Since its release last Tuesday, the pro-vaccine anthem #VaxThatThangUp, a remix to rapper Juvenile’s ’90s hit “Back That Thang Up,” has garnered nearly 3 million views on YouTube and widespread attention on social media as the nation aims to recover from the Covid-19 pandemic.
The viral video, that serves as a commercial for the BLK dating app, came about from some very unlikely partnerships: The White House, Shaquille O’Neal’s ad agency Majority and BLK, a dating app that is trying to establish itself as the destination of choice for Black singles.
“People are talking. And that’s the big thing, that communication about vaccination. If you get it you get it, if you don’t you don’t, it’s your body. But at least like make an informed choice. That’s what we want people to do, get some kind of education around it,” Jonathan Kirkland, head of marketing at BLK, told CNBC. BLK is a subsidiary of Match Group, the parent company of Tinder.
#VaxThatThangUp was the brainchild of an April meeting between BLK and Majority.
“We were actually working with them on a different campaign,” Kirkland said. “They just had this random idea about #vaxthatthangup. We looked at it, I think they just left it there for shock value.”
Majority co-Founder Omid Farhang was in the pitch meeting and co-wrote the original lyrics.
“These are the ideas we bring to meetings to show clients that we are unafraid. Part of our job is to push them with the expectation that we are not going to actually make these ideas 99 out of 100 times,” Farhang told CNBC.
But the team at BLK thought about the pitch for several days and decided to explore the idea. O’Neal used his music industry contacts to get Juvenile and Platinum producer Manny Fresh on board. The song was recorded in New Orleans and the video was shot in Atlanta in June.
“Juvie liked it, Manny liked it. There was no hesitation. They [Juvenile and Manny Fresh] tweaked it a little bit, recorded it and shot the video. It’s been a whirlwind! The fact that we were able to pull all this off in a short period of time is amazing,” said Kirkland.
“The message showed up right on time culturally,” said Farhang about the campaign that is the first created by Majority. “Five billion media impressions later, of course we did not anticipate this. Anyone who would anticipate an idea going viral to this extent has to be a maniac!”
In May, BLK and other dating apps partnered with the White House to promote COVID-19 vaccinations.
The dating app is encouraging users to get vaccinated by placing an icon that reads “Vaxified” on their profile if they self-report their status (proof is not required for health privacy reasons). BLK also provides a free “boost” for vaccinated members, that brings more attention to their profile.

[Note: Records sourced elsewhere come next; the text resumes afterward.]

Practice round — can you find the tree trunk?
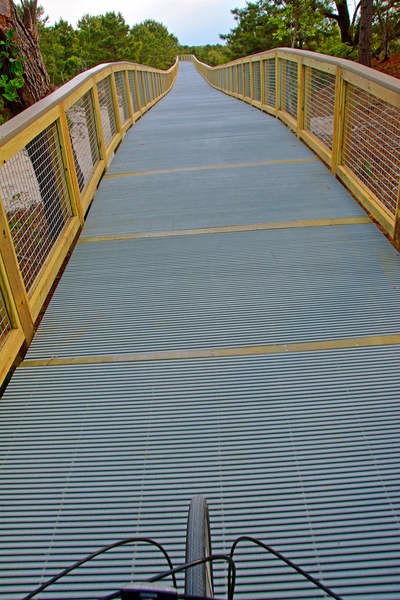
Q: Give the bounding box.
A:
[0,0,64,243]
[0,0,52,115]
[358,0,373,67]
[335,0,353,44]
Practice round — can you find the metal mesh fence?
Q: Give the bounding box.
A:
[227,67,233,92]
[252,62,261,101]
[128,71,139,112]
[243,63,251,98]
[97,77,117,147]
[137,71,146,108]
[304,67,335,150]
[67,92,100,191]
[238,65,243,94]
[219,69,226,89]
[279,59,297,119]
[143,72,153,103]
[342,85,400,214]
[115,71,129,124]
[0,123,72,290]
[264,58,276,106]
[232,66,239,93]
[0,288,12,347]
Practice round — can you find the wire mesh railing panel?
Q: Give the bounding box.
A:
[232,65,239,93]
[219,69,226,89]
[0,288,13,348]
[264,58,276,107]
[97,77,117,147]
[115,71,129,124]
[128,71,139,113]
[238,65,243,94]
[342,85,400,215]
[137,72,146,108]
[243,63,251,98]
[226,67,233,92]
[252,62,261,102]
[67,91,100,191]
[304,67,336,150]
[143,72,153,102]
[0,123,72,290]
[279,59,297,119]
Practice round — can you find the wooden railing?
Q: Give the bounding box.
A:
[0,56,178,383]
[193,48,400,249]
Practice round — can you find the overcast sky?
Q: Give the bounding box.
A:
[39,0,246,46]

Before #VaxThatThangUp emerged, BLK was planning to launch a more traditional campaign ahead of July 4 as part of the Biden administration’s push to get 70% of U.S. adults vaccinated by the Independence Day holiday. Currently, about 66% of U.S. adults are now vaccinated, according to NBC News. Only about 50% of Black adults in the U.S. have at least one shot of a Covid-19 vaccine, according to Kaiser Family Foundation.
“We didn’t hit that 70% goal set by the White House, but that doesn’t mean the conversation has to stop. So, hopefully with this video, either it’ll spark people to take action to get vaccinated or at the very least to have conversations about it so that the conversation doesn’t stop because it’s definitely important, especially within our community,” said Kirkland.
Kirkland began his role at BLK in April of 2020, just weeks before the killing of George Floyd in Minneapolis. Floyd’s death changed his marketing plans for last year and Kirkland believes it made elevating the online tools for Black dating more crucial.
“All my initial plans for ‘Hot Girl Summer’ reimagined, definitely had to pivot all that. I felt that BLK even outside of George Floyd has a deeper responsibility to the community we serve,” said Kirkland.
BLK is also hoping to open a new conversation about Black online dating. Kirkland emphasized BLK is not just a Black version of Tinder or OK Cupid, two of Match’s other popular apps.
“It’s supposed to be like the cookout if you will, where you have all socio-economic classes, all shades, but at the end of the day, we’re all at this cookout together, and we just get it,” he said. “And that’s the space that we’re trying to create.”
According to a Pew Research study released in February 2020, Black Americans have the highest level of online dating apprehension with 58% saying they have safety concerns with dating apps compared to 55% of Latinos and only 42% of white users.
BLK has had 5 million downloads since it was launched in 2017, user engagement spiked 30% the day #VaxThatThangUp went viral. Kirkland says 31% of BLK users are between the ages of 18 and 24. He considers the increased interest as a testament to the strength of the message and the desire for people to connect as we get to the new normal.
“Eighteen to 24 is the sweet spot for us, that demographic wasn’t even born when the song came out, yet it still resonates with them,” he says. “So from an awareness standpoint, it not only crossed generations, it also crossed cultures.”